Contributors: Jay Kim, Jon Bebi, and Marco Santos

Task:

Film ideas for a prospective movie studio, given:

  • Industry Landscape
  • SWOT Analysis
  • Current Trends
  • Findings (Graphs & Tables)

Applications Utilized:

Data Science Tools Used:

  • Amazon Web Services (RDS, DB instances)
  • Jupyter Notebook (Python)
  • MySQL
  • Beautiful Soup
  • Matplotlib

Websites Used:

  • Box Office Mojo (webscraping): $ metrics
  • IMDb (API): user ratings
  • The Numbers (webscraping): bankability of top industry figures

How a movie's success is measured

A film's success is dependent on multiple factors:

  • User Reviews
  • Box Office Performance
  • Returns relative to the budget

The following information presents discoveries showing which factor is most important when determining a film's profitability.

Genres examined:

  • 3D
  • Animation
  • Gay/Lesbian
  • Horror
  • Rom-Com

These genres were found from BoxOfficeMojo sorted by quantity of movies. The other two genres ahead of those selected were Foreign Language and Documentary, both of which were eliminated based on lack of overall mainstream success.

MySQL Database schema with movies collected

mainsqltable Collected 715 movies from BoxOfficeMojo, the beginning of which is displayed as a summary table above. These movies' release dates spanned the years from 1980 (which was as far back as BoxOfficeMojo would allow) to the present. The selected attributes from each film were scanned and uploaded using Python's MySQLconnector and a sequence of query commands. The data was hosted on Amazon Web Services: Relational Database Servers, DB instances.

the-numbers-webscraping-slide

Data Collected and Visualized

The data gathered from both the-numbers.com and boxofficemojo.com were scraped using Python's Beautifulsoup library to parse through each website's HTML code. An API key from OMDb, a third-party, through Python was used to gather the required user reviews from IMDb.com. The data was then visualized into various graphs and charts using Python's Matplotlib library.

Correlation between profit and ratings

scatter

A positive correlation is expected with scatter plot markers increasing from the left to right, forming a gradual slope upwards. Based on the data, however, the results appears to be at a nearly-flat slope (above).
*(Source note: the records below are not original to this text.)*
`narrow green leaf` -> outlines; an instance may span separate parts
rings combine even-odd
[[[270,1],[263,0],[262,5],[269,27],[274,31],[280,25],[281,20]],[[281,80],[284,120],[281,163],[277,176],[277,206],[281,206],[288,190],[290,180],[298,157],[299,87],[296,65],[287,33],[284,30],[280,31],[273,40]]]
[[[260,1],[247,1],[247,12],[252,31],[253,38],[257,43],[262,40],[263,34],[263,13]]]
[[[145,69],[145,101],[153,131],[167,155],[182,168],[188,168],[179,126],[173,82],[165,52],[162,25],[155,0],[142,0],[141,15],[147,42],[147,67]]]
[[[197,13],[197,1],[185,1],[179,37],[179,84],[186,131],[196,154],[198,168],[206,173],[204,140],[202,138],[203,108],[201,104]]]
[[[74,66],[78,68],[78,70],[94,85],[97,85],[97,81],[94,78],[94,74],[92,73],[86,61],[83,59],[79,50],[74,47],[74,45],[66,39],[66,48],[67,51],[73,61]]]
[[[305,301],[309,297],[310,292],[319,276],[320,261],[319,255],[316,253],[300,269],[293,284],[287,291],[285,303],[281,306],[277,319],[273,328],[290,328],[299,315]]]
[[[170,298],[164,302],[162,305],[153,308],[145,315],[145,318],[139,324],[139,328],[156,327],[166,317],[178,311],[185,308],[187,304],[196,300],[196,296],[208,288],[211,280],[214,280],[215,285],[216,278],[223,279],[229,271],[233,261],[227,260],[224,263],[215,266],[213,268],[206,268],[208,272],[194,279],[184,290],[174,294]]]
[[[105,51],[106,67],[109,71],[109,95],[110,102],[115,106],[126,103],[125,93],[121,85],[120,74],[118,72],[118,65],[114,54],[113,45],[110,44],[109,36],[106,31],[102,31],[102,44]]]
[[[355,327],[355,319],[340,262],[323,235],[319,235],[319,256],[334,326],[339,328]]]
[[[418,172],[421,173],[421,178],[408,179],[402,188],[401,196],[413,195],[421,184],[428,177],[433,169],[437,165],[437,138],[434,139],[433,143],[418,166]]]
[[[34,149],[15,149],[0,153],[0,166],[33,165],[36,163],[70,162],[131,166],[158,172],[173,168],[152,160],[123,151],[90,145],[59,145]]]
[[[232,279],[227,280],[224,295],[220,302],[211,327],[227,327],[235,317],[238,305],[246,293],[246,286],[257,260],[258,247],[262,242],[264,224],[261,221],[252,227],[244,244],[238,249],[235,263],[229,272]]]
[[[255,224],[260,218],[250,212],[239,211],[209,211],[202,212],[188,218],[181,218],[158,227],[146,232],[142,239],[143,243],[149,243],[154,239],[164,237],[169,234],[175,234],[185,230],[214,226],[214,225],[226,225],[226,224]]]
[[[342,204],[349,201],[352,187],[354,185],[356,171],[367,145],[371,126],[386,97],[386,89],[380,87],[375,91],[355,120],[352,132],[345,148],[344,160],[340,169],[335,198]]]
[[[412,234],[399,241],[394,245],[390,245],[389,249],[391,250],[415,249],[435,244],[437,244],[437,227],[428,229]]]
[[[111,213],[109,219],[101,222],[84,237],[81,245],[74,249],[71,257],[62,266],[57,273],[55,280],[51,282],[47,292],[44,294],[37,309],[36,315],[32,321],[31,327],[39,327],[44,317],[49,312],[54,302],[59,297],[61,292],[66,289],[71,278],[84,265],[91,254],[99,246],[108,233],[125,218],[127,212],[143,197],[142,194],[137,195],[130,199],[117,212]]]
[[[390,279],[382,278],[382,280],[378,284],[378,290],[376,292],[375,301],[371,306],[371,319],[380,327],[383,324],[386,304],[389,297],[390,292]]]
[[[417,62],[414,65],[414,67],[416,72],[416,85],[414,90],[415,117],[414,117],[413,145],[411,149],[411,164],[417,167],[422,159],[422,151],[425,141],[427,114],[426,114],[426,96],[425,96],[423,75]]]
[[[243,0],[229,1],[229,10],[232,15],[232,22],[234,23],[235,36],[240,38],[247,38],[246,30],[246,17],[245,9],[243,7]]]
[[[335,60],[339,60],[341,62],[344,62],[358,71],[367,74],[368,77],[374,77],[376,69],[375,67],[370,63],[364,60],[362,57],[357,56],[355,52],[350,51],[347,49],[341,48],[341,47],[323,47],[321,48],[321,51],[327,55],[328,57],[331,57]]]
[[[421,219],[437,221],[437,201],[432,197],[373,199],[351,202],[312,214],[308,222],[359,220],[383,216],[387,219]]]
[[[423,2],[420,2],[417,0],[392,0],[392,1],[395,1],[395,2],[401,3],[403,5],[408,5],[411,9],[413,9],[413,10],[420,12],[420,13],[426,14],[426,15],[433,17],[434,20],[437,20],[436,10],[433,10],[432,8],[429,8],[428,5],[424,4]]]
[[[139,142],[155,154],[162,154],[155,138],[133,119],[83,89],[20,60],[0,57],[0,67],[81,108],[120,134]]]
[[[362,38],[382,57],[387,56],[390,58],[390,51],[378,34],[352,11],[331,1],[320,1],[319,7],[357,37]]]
This demonstrates little to no significant correlation between user reviews and box office revenue. Adding the bankability metrics, however, adds further color to the relationship (below). The Gay/Lesbian Genre nearly completely lacks presence in th top 50 star index, while the 3D category notably dominates, especially for big-budget blockbusters (like Avengers: Endgame in the upper-right). scatter

Average budget and profit by genre

bar

For the genres of Rom-Com, Horror, and Gay/Lesbian the average profit is almost half of the average budget used. The average budget for this genres is relatively much lower than 3D and Animation.

Average Multiplier vs. Average Profit

The average multiplier is simply calculated as the box office returns divided by the budget, showing how much return is expected on average given a movie's genre. Even though the average profit return is nearly half of the average budget for Rom-Com, Horror, and Gay/Lesbian films; the profit gross is still not as high as the 3D or Animation genres.

multivsprofit

This bar chart displays the multiplier vs the return and it can be observed that the Gay/Lesbian and Horror films have the best multiplier. However, their respective profit does not return as much as the 3D and Animation genres.
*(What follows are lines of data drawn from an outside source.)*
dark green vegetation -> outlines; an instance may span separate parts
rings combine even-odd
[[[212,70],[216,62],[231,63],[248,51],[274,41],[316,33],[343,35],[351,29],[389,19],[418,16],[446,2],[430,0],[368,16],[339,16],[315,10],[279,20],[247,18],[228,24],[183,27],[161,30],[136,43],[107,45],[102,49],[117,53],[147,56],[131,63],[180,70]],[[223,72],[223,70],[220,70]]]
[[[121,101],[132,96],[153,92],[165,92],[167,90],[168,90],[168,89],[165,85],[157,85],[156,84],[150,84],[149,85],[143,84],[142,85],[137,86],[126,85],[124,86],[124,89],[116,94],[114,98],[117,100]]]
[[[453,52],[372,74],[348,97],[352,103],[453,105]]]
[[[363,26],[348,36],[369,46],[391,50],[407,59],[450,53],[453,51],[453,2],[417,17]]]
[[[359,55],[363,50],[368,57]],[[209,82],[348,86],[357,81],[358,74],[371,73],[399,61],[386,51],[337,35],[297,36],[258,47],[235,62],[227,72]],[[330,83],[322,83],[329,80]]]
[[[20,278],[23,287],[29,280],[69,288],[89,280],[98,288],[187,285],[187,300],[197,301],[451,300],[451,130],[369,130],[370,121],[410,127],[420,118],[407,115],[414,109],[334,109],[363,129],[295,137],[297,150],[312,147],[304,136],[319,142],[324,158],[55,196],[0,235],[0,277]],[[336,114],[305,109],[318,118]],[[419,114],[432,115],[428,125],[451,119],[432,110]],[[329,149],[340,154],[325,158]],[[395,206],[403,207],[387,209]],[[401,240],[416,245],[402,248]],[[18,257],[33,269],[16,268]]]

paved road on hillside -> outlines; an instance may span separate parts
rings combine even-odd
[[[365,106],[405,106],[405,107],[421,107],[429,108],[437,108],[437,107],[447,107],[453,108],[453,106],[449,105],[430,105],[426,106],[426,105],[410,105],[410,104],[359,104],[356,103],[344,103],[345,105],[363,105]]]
Histogram Distribution of Profitable Films across each Genre

hist

When it comes to the overall probability to making profitable movies, the likelihood a film studio can actually make a profit is shown above. Most films across the genres are more likely to either break-even or lose money. Only a few movies are able to make a decent profit in the film industry.

Recommendations and Suggestions

Based on the visualized data, the recommended route for a brand new movie studio is to focus primarily on Gay/Lesbian themed movies or Horror films. Both of these genres provide a decent amount of profit without the large budget commitment a 3D or Animation movie requires. Although, if a new film studio wanted to make a large profit, break the box office, and has no issue with investing a large amount of money in a film, it is recommended to focus on a 3D or Animation movie involving a well-known, reputable industry professional. At the very least, involve a famous actor/actress, or producer/director in a film in order to increase the chances of making a profit. However, based on the distribution of profitable movies across the genres, it is suggested to not enter the film industry because there is a larger chance of not making a profit at all.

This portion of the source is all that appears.